World & Community

SADC: Will Rajoelina Maintain Mnangagwa’s Success Momentum?

By Staff Reporter

Antananarivo, Madagascar—Madagascar’s President Andry Rajoelina has taken over the chairmanship of the Southern African Development Community (SADC) from Zimbabwe’s Emmerson Mnangagwa at the 45th Heads of State and Government Summit held in Antananarivo on 17–18 August 2025.

The transition raises one big question: can Rajoelina sustain the unprecedented momentum Mnangagwa injected into the largely ceremonial role?

Mnangagwa’s Unusual Tenure

When Mnangagwa assumed the SADC chairmanship at the Harare summit in August 2024, the post was expected to be routine. Instead, he turned it into a showcase of both regional activism and domestic political branding.

Zimbabweans were bombarded with jingles celebrating his ascendance, while quiz shows on SADC aired on state television and radio. ZANU-PF politicians even invoked the SADC chairmanship at funerals and church gatherings.

Yet beyond the theatrics, Mnangagwa delivered.

His one-year tenure pushed regional integration, industrialisation, food security, and peacebuilding higher up the SADC agenda.

He spearheaded:

  • The push for a SADC Parliament, with Madagascar and Mauritius signing the amended treaty in Antananarivo, bringing signatories to 15.
  • Commissioning of a Regional Logistics Depot in Botswana to bolster humanitarian and conflict-response capacity.
  • Ratification of the SADC Regional Development Fund, aimed at mobilising alternative financing from states, donors and the private sector.
  • Strong advocacy for annual SADC Industrialisation Weeks to boost trade, investment, and cooperation.

Most strikingly, Mnangagwa’s pragmatism on peace and security won regional and international recognition.

Initially inheriting a faltering SADC combat mission in eastern Democratic Republic of Congo (DRC), he steered the bloc toward African-led diplomacy, merging the Nairobi and Luanda peace processes with African Union backing.

The March 2025 decision to terminate SAMIDRC combat operations and join forces with the East African Community marked a turning point.

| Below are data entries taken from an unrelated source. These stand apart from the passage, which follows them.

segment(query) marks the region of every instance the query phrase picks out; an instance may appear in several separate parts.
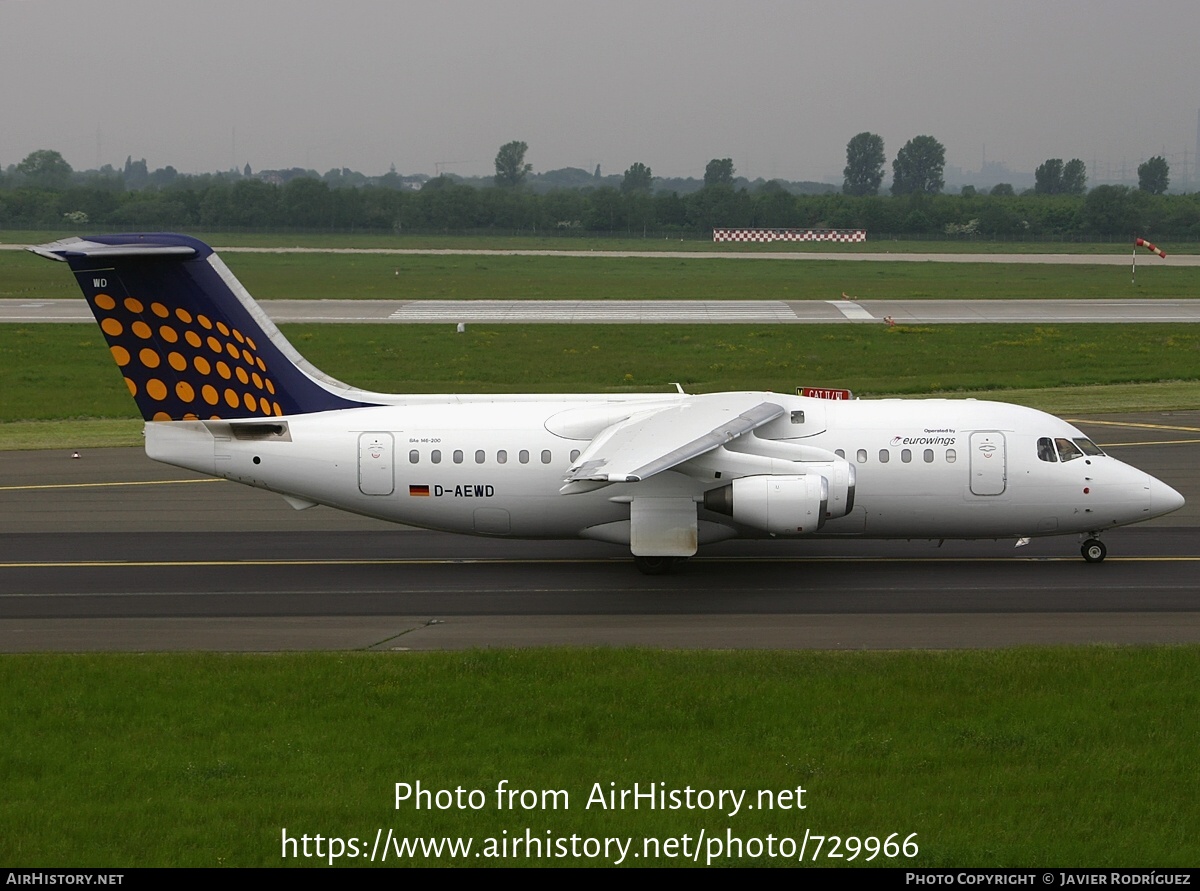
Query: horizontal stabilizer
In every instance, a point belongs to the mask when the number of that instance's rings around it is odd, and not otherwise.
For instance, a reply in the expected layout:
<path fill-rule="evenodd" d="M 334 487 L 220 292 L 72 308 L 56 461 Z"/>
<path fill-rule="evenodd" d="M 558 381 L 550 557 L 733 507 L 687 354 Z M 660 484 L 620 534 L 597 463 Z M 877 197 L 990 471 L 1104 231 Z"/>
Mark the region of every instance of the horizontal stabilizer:
<path fill-rule="evenodd" d="M 151 236 L 133 236 L 146 239 Z M 159 244 L 153 241 L 124 241 L 105 244 L 83 238 L 64 238 L 49 244 L 40 244 L 29 249 L 39 257 L 66 263 L 76 257 L 194 257 L 195 247 L 186 244 Z"/>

Even Rwanda’s Foreign Affairs Minister Olivier Nduhungirehe praised Mnangagwa’s “exceptional leadership.”

The Legacy He Leaves

By the end of his term, Mnangagwa could credibly claim to have:

  • Elevated SADC visibility at home and abroad.
  • Delivered tangible institutional milestones like the parliament treaty signing.
  • Projected himself as a regional statesman advocating “African solutions to African problems.”

It was, as Zimbabwean MP Webster Shamu put it, “about action, not words.”

Rajoelina’s Challenge

Rajoelina inherits both opportunity and expectation.

The young Malagasy leader, no stranger to political theatre himself, must now prove whether he can carry forward:

  • The peace momentum in eastern DRC, where a panel of five former African heads of state has been appointed to mediate.
  • The integration drive, ensuring SADC Parliament and the Regional Development Fund move from treaties to real institutions.
  • The economic agenda, especially infrastructure corridors and one-stop border posts that Mnangagwa championed.

Unlike Mnangagwa, who revelled in the spotlight, Rajoelina may need to balance his domestic political fragility with regional leadership.

Madagascar’s own governance challenges risk diluting its capacity to command the bloc with similar vigour.

The Big Question

As Mnangagwa exited with a spring in his step, SADC insiders acknowledged his tenure was “unprecedented.” Rajoelina steps into large shoes at a critical moment for the region.

Will he merely manage the post—or will he match Mnangagwa’s activist streak, ensuring SADC retains its current momentum on peace, integration, and development?

That, analysts say, will determine whether the Antananarivo summit is remembered as a transition or a turning point.